A Clever New Robert Carsen Production of Die tote Stadt at the Komische Oper


Korngold, Die tote Stadt: Komische Oper Orchestra, Chorus and Kinderchorus/ Ainars Rubikis (conductor), Komische Oper, Berlin, 6.10.2018. (JMI)

Die tote Stadt © I. Freese

Die tote Stadt © I. Freese

Paul – Ales Briscein
Marietta/Marie – Sara Jakubiak
Frank/Fritz – Günther Papendell
Brigitta – Maria Fiselier
Juliette – Georgina Melville
Lucienne – Marta Mika
Victorin – Adrian Strooper
Count Albert: Ivan Tursic

Direction – Robert Carsen
Sets – Michael Levine
Costumes – Petra Reinhardt
Lighting – Robert Carsen and Peter van Praet
Choreography – Rebecca Howell

On recent trips to Berlin, I have considered it almost obligatory to visit the Komische Oper, where the offerings are usually of great interest. There’s no doubt that the impetus for this is Barrie Kosky’s presence as Artistic Director: he’s one of the best stage directors of our time. On this occasion, there is a new production of Die tote Stadt by Robert Carsen, whose work is often seen in the world’s great opera houses. The result has been an original production with an intriguing final outcome, a strong musical version and a pleasing cast.

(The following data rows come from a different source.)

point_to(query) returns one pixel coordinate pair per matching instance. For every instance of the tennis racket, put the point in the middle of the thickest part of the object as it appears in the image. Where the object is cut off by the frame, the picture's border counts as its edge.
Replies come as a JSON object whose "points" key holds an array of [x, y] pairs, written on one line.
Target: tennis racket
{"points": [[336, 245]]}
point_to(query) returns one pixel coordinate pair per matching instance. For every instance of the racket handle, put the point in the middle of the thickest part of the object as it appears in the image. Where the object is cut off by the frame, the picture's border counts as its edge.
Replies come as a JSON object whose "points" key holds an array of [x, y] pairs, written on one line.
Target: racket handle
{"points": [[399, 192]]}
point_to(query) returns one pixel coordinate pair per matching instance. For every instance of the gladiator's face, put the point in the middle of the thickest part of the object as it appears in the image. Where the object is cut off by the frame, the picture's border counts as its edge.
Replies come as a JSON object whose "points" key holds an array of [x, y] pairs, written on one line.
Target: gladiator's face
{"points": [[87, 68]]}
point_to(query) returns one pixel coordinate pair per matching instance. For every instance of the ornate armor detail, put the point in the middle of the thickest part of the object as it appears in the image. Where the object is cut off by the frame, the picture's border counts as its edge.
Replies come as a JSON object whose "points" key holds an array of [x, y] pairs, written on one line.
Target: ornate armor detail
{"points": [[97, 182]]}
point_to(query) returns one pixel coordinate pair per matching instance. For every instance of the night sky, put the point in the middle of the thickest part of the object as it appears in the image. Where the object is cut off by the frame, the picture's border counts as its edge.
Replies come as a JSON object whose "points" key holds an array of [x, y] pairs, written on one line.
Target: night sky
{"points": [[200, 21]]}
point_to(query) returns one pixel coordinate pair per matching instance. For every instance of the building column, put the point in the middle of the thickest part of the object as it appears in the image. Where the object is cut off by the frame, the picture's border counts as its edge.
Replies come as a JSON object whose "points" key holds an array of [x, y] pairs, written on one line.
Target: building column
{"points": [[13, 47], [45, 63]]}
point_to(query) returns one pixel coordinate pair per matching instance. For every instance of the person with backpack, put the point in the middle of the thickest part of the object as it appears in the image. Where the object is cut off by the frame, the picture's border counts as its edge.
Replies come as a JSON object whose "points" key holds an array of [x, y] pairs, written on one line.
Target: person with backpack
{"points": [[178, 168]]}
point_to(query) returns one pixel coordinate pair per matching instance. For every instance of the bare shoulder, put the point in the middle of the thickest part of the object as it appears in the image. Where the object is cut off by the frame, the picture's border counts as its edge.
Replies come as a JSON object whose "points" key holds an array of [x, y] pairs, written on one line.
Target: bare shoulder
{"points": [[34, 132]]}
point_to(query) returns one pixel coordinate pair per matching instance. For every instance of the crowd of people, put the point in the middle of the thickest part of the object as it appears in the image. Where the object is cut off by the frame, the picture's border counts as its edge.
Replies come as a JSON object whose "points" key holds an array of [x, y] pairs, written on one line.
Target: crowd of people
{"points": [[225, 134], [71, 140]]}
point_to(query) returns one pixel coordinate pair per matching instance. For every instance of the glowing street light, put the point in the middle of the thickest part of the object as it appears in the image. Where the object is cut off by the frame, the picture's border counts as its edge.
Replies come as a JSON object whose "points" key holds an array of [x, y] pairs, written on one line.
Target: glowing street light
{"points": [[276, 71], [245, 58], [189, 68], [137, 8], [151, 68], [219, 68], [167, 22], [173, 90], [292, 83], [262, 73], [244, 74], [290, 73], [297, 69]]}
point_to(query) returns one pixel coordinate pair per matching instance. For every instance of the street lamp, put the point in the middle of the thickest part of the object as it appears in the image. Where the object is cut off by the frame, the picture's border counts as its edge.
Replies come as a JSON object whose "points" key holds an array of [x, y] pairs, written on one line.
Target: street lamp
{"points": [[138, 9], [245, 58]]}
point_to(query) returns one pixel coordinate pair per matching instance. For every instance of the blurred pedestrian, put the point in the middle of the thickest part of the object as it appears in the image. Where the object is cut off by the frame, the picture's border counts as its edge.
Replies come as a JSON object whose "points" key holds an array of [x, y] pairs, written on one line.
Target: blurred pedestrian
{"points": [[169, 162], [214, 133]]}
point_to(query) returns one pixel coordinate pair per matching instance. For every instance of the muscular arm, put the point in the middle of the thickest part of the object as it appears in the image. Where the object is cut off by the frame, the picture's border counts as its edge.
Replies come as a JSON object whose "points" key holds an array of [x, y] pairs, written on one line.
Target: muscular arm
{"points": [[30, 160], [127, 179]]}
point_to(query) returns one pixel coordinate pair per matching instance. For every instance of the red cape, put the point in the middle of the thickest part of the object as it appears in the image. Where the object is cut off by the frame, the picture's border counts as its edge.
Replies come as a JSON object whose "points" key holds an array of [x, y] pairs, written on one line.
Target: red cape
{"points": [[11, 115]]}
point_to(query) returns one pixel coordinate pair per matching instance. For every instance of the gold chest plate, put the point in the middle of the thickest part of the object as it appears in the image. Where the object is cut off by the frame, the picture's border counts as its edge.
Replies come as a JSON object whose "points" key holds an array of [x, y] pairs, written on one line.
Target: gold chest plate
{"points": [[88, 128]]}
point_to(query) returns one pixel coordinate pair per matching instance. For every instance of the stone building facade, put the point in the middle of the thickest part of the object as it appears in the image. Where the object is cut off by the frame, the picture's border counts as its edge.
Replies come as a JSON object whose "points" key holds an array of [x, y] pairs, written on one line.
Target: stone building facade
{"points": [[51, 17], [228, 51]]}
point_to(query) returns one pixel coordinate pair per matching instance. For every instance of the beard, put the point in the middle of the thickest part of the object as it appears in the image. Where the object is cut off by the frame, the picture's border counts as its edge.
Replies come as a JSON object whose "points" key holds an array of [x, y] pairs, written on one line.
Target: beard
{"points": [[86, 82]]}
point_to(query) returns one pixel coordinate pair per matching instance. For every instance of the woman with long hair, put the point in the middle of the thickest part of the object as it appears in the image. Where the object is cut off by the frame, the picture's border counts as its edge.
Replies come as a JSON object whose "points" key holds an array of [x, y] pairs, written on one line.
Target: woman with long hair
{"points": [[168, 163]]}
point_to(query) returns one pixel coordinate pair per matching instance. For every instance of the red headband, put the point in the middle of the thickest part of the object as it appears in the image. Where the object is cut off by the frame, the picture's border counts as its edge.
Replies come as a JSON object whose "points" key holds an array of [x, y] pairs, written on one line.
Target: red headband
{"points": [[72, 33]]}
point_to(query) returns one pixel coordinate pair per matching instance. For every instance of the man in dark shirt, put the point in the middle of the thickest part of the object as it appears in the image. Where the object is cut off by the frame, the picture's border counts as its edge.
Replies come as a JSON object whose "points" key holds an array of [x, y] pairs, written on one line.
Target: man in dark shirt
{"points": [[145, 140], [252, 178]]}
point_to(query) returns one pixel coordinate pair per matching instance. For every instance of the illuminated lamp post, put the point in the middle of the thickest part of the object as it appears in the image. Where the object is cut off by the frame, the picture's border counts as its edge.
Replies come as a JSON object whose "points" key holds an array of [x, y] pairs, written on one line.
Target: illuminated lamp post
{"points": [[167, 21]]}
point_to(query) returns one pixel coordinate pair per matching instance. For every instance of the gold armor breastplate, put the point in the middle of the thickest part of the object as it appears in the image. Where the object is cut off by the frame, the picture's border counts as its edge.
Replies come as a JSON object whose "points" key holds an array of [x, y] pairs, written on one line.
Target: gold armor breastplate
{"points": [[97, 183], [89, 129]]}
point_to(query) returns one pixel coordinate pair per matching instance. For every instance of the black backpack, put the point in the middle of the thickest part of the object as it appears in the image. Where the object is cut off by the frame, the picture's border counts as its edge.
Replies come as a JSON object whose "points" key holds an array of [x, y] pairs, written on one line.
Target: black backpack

It is curious how this Korngold opera has been gaining in popularity. Before the 1990s, Die tote Stadt was a real rarity; while I can’t say that it has become an opera of the great repertoire, it is not so unusual to see it done in major opera houses. It is an appealing work, and one that is easy to listen to.

Robert Carsen’s production is attractive and rather classic for the most part; his personal contribution comes at the end. A director should be at the service of the opera and not the other way around, and that has always been the case with Robert Carsen. Even this time, where the outcome is groundbreaking, one cannot say that he moves away from or goes against what the libretto says.

The opera tells the story of the widower Paul, obsessed with the death of Marie, his young wife, who has turned his house into a temple of memories. His meeting in Act I with Marietta, a young dancer whom he considers the reincarnation of his deceased wife, leads him to live a nightmare in the following two acts, which ends with his murder of Marietta. Only in the last ten minutes of the opera does Paul wake from this hallucination and see that everything has been a dream; he then decides to leave the city of Bruges and his memories.

In Robert Carsen’s version, when Paul awakens from his dream the young Marietta’s corpse is still in the room, although he does not notice it. His brief subsequent dialogues with Brigitta, his maid, and his friend Frank do not take place on stage; he only hears their voices. The same thing happens with Marietta’s final visit to collect her belongings; we hear her voice, but she is not there. Quite simply, Paul has lost his mind and does not remember anything about what happened. The opera ends with the entry on stage of Frank and Brigitta who take Paul not away from Bruges but, clearly, to a psychiatric asylum. Carsen accomplishes all these changes cleverly and without altering the libretto at all – everything seems to be possible and even logical.

Carsen’s staging is always attractive and perfectly matched to the plot. There is a big bedroom in which Acts I and III take place; it’s where Marie has died and Paul keeps his mementos. The walls open in Act II to reveal the outside world and Marietta’s dancing troupe. The costumes are modern and attractive, the lighting effective, and the choreography is remarkable.

Conductor Ainars Rubikis is the current musical director of the Komische Oper. His reading was full of life and energy, and he showed great care for the singers. This was the first time I had seen him conduct, and he made a very positive impression. The orchestra, chorus and children’s chorus all gave fine performances.

In this production the character of Paul is on stage practically from the beginning to the end of the opera, and the role was convincingly interpreted by tenor Ales Briscein. His voice is somewhat light, especially in comparison with other tenors who have sung the part in recent years.

The best singing came from soprano Sara Jakubiak, who was a persuasive Marietta, both as actress and singer, and in the dance scenes of Act II as well. She lived the character with great intensity and conviction.

Baritone Günter Papendell, who is a frequent presence at the Komische Oper, did well in the part of Frank, Paul’s friend, and played Pierrot in the second act. A good impression was also made by mezzo-soprano Maria Fiselier in the character of Brigitta. The secondary characters were well covered.

The Komische Oper was nearly sold out, and the audience gave a warm reception to the artists in the final bows, and especially to Sara Jakubiak.